報告書の正式なタイトルは「高齢社会における資産形成・管理」ですが、その前段で「収入と支出の不足額約5万円が毎月発生する場合には、(中略)30年で約2000万円の取り崩しが必要になる」と記載したことで、「金融庁の正式な報告書が老後に2000万円も金額が不足すると指摘した」と国会やメディアを中心に批判が持ち上がることになりました。
いつのまにかこの報告書は「老後2000万円問題の報告書」と呼ばれるようになりました。
市場ワーキング・グループの委員の一人としてこの報告書の作成に関与してきた筆者としては、本旨とは違うところでの批判続出に驚くばかりでした。
報告書の趣旨は、「超高齢社会において金融サービスはどうあるべきか、国民はそれをどう考えるべきか」を議論しており、収入と支出の差の問題は、超高齢社会の現状を大づかみにする状況把握のデータにすぎませんでした。
「老後2000万円問題」の本当の問題
しかし、この批判の論調のなかで、「退職後のお金との向き合い方」に関して間違った見方が横行していることが明らかになった気がします。

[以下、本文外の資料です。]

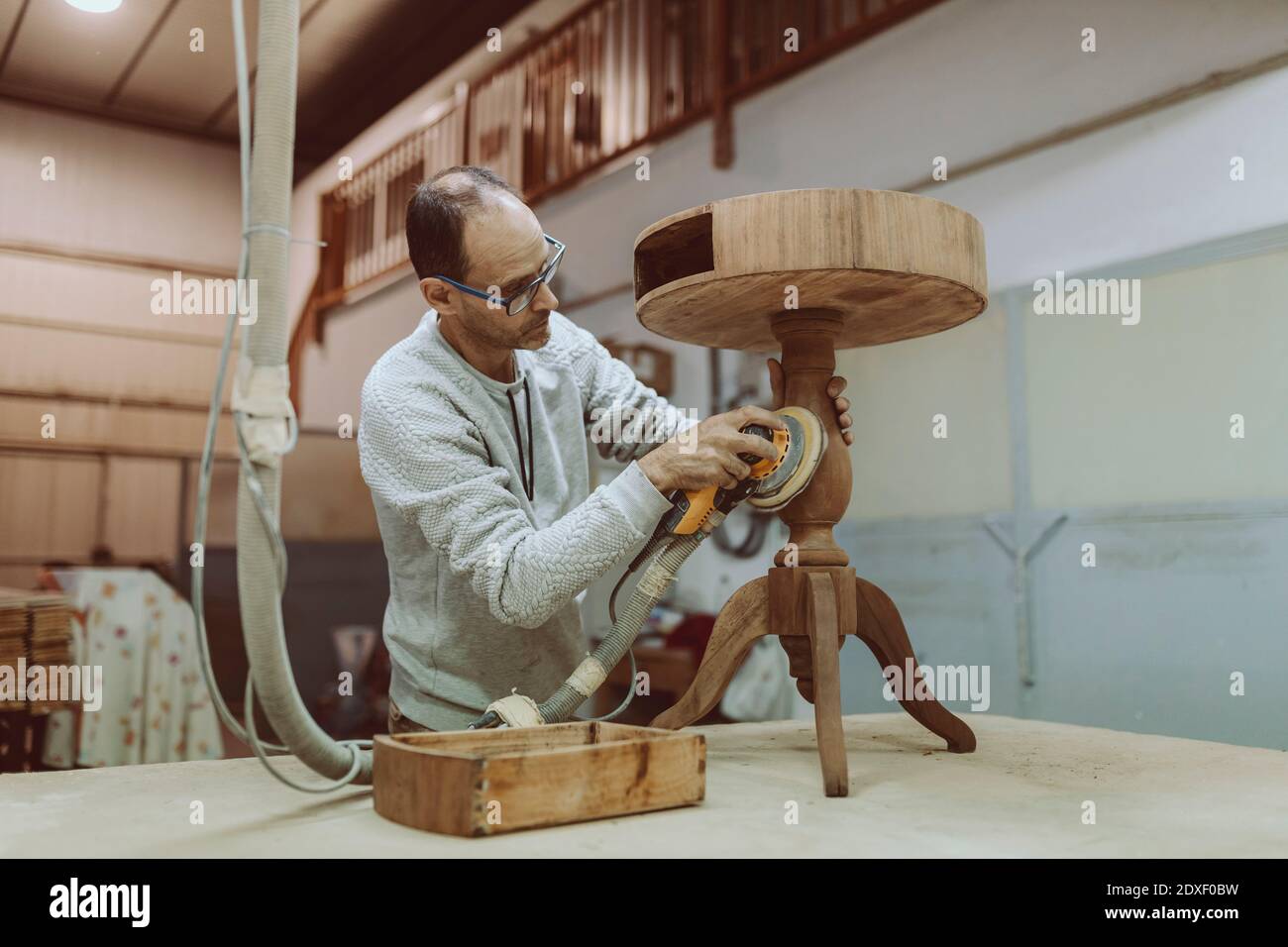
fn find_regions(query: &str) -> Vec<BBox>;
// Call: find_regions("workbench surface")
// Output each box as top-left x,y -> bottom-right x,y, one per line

例えば、この2000万円を「赤字」と強調したコメントが多かったことです。退職後の生活資金は、主に年金収入、勤労収入そして資産収入で賄われます。この2000万円は支出、すなわち退職後の生活費と年金収入を差し引いた際の不足分を「赤字」と称しているだけです。
資産収入はそもそも退職後の生活のために、現役時代に作り上げてきた資金です。
資産収入は「赤字」補填用ではありませんし、「赤字」を出しているというイメージも「悪い」感じを植え付けてしまいます。退職後の生活を充実させるための資金ですから、赤字でもなんでもなく必要資金をどこから調達するかという資金源の議論に過ぎないのです。
言い換えると、この「赤字」議論は「高齢者はすべて年金で生活を賄うべきだ」というかなり強引な考え方を前提にしているように思われてなりません。